A Câmara dos Deputados deve analisar ainda nesta semana o Projeto de Lei 2628/22, que estabelece uma série de obrigações a produtos e serviços digitais para garantir a segurança de crianças e adolescentes. O cronograma foi confirmado pelo presidente da Casa, Hugo Motta (Republicanos-PB).
Origem e motivação
Apresentado em 2022 pelo senador Alessandro Vieira (MDB-SE), o texto passou pelo Senado em novembro de 2024 e aguardava apreciação dos deputados. O tema voltou ao centro do debate após o vídeo publicado em 7 de agosto pelo youtuber Felipe Brassanim Pereira, o Felca, que soma 45 milhões de visualizações e denuncia a exploração de menores nas redes sociais. Entre os casos apontados, está o do influenciador Hytalo Santos, preso preventivamente em 15 de agosto.
Principais exigências
O projeto determina que todas as plataformas, aplicativos, redes sociais e jogos:
- ofereçam mecanismos de controle parental para limitar conteúdo, comunicação e tempo de uso;
- adotem medidas contra bullying, exploração, abuso e incentivos a comportamentos viciantes;
- proíbam loot boxes e recursos semelhantes para menores de 18 anos;
- permitam a desativação de chats em jogos com interação entre usuários;
- verifiquem o consentimento dos responsáveis antes de coletar dados de menores;
- evitem solicitar informações além do estritamente necessário e não criem perfis comportamentais.
Publicidade e conteúdo
Se aprovado, o PL proibirá o direcionamento de anúncios a partir de técnicas de perfilamento de crianças e adolescentes ou uso de análise emocional, realidade aumentada, estendida ou virtual para esse fim. As peças publicitárias não poderão estimular discriminação, ilegalidades, violência ou degradação ambiental e deverão estar claramente identificadas.

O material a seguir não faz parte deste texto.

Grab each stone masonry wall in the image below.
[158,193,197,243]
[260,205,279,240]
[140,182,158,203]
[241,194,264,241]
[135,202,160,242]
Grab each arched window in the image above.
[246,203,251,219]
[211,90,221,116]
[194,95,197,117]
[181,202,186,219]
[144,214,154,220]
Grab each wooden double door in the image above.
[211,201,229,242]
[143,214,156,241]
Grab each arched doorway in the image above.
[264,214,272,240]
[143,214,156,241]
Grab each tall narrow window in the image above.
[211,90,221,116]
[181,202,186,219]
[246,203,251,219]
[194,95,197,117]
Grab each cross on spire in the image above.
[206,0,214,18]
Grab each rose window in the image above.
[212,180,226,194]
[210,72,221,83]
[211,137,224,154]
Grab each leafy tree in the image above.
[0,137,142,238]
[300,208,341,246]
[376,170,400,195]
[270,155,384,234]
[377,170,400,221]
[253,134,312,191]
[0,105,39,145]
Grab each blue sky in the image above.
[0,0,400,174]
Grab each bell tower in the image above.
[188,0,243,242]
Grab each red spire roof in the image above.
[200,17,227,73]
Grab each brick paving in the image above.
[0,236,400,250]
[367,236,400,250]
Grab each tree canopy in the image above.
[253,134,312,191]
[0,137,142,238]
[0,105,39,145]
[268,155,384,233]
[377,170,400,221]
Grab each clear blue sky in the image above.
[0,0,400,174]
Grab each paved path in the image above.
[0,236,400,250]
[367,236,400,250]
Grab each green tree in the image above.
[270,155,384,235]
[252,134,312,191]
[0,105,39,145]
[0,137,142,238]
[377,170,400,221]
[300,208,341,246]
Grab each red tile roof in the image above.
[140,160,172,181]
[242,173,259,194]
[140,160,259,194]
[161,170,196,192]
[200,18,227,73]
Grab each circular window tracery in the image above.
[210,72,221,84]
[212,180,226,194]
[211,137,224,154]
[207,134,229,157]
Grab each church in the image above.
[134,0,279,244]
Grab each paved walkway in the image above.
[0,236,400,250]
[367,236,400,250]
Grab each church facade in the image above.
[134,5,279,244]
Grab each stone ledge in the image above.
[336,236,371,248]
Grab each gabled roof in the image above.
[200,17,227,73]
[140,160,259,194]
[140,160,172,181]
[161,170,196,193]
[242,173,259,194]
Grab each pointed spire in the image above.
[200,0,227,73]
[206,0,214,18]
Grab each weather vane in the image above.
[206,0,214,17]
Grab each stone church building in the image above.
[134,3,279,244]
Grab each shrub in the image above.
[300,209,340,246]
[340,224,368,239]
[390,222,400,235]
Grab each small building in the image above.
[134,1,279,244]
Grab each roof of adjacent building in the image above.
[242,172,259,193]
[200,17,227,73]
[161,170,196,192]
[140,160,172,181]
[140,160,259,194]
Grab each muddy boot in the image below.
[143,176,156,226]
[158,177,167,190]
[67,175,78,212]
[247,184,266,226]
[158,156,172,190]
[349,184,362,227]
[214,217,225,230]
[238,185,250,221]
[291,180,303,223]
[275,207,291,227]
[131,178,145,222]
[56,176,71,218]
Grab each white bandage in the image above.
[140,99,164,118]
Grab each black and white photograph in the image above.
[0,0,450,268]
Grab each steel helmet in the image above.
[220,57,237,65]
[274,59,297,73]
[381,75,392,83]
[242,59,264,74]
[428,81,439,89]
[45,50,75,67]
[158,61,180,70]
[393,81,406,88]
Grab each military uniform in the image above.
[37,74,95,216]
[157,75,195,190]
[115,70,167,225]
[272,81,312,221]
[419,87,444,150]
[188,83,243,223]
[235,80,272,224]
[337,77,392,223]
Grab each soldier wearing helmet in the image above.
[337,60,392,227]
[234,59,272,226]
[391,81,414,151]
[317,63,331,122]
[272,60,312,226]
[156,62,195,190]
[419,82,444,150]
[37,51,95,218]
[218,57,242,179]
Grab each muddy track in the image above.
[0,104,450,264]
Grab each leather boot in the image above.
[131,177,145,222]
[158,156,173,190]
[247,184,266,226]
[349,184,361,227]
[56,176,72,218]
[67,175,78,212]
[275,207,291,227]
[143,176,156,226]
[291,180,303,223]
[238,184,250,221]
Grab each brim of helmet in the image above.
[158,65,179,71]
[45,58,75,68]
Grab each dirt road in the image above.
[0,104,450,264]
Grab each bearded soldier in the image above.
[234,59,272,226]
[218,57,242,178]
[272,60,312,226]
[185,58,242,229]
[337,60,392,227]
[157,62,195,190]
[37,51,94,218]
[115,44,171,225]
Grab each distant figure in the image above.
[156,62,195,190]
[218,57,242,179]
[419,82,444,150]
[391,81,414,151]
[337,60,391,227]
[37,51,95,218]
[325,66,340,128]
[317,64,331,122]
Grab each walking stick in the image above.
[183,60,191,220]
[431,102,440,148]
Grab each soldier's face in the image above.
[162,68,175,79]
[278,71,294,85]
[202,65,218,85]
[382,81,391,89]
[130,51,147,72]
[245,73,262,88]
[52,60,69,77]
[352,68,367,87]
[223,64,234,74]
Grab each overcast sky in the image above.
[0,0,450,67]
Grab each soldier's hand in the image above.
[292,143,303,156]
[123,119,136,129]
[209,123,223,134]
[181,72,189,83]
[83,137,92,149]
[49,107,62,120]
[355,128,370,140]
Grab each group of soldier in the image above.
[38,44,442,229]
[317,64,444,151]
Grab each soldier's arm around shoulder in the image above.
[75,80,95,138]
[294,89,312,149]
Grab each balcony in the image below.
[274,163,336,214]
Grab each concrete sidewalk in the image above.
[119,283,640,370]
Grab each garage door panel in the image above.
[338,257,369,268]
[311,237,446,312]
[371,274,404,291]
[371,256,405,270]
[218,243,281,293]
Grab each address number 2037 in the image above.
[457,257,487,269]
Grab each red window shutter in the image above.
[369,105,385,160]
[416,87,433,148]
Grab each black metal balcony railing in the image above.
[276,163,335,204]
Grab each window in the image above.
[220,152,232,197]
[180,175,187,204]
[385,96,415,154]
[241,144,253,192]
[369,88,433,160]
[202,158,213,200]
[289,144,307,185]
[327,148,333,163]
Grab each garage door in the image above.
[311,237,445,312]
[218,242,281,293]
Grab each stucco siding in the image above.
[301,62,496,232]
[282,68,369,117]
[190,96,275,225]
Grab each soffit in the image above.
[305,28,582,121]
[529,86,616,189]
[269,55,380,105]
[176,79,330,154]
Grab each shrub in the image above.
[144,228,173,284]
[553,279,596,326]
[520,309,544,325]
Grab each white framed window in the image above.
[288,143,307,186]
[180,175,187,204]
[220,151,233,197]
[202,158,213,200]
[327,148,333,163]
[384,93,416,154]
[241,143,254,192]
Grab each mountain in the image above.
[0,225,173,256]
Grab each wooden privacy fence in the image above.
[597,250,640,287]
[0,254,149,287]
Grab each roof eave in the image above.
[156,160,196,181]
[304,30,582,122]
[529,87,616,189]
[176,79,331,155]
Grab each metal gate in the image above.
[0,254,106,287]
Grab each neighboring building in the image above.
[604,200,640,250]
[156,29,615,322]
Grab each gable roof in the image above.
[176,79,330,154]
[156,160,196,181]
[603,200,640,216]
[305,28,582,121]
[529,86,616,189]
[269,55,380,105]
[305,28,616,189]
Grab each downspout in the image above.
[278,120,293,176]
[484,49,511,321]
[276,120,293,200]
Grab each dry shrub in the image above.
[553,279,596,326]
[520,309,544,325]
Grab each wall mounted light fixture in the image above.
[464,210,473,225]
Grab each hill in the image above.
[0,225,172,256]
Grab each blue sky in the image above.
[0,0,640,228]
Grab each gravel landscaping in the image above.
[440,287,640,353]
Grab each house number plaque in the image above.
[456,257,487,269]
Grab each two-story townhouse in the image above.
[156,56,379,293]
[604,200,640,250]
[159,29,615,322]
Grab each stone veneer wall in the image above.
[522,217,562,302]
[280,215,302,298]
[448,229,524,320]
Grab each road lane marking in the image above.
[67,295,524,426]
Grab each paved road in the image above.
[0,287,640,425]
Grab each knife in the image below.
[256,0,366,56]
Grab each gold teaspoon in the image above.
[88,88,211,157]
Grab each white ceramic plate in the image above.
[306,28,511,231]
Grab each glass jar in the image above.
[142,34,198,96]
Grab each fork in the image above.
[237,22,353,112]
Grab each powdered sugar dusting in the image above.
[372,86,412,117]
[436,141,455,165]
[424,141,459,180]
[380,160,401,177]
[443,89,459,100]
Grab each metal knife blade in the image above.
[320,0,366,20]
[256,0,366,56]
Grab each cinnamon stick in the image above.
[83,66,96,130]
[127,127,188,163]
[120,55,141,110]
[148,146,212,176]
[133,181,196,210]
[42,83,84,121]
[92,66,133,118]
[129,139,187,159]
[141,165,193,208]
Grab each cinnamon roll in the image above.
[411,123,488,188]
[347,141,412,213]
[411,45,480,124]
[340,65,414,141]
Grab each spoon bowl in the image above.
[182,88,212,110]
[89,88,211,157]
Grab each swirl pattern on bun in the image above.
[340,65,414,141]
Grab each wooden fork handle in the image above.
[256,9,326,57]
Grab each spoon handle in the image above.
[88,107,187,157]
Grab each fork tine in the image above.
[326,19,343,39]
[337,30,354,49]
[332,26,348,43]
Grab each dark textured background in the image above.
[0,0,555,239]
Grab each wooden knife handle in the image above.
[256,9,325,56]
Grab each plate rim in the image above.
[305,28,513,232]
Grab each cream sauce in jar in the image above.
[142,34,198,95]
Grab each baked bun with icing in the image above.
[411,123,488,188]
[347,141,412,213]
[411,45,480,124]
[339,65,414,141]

Responsabilidade das plataformas
As empresas terão de notificar autoridades sobre conteúdo de exploração sexual infantil e remover material denunciado sem necessidade de ordem judicial. Aplicativos com mais de 1 milhão de usuários menores precisarão divulgar relatórios semestrais sobre denúncias e providências adotadas.
Imagem: g1.globo.com
Punições previstas
O descumprimento pode resultar em advertência, suspensão ou proibição de atividades, além de multas de até 10 % do faturamento, ou de R$ 10 a R$ 1 000 por usuário, limitadas a R$ 50 milhões por infração. Os valores arrecadados serão destinados ao Fundo Nacional para a Criança e o Adolescente.
Para entrar em vigor, o texto precisa ser aprovado pelos deputados e, em seguida, sancionado pela Presidência da República.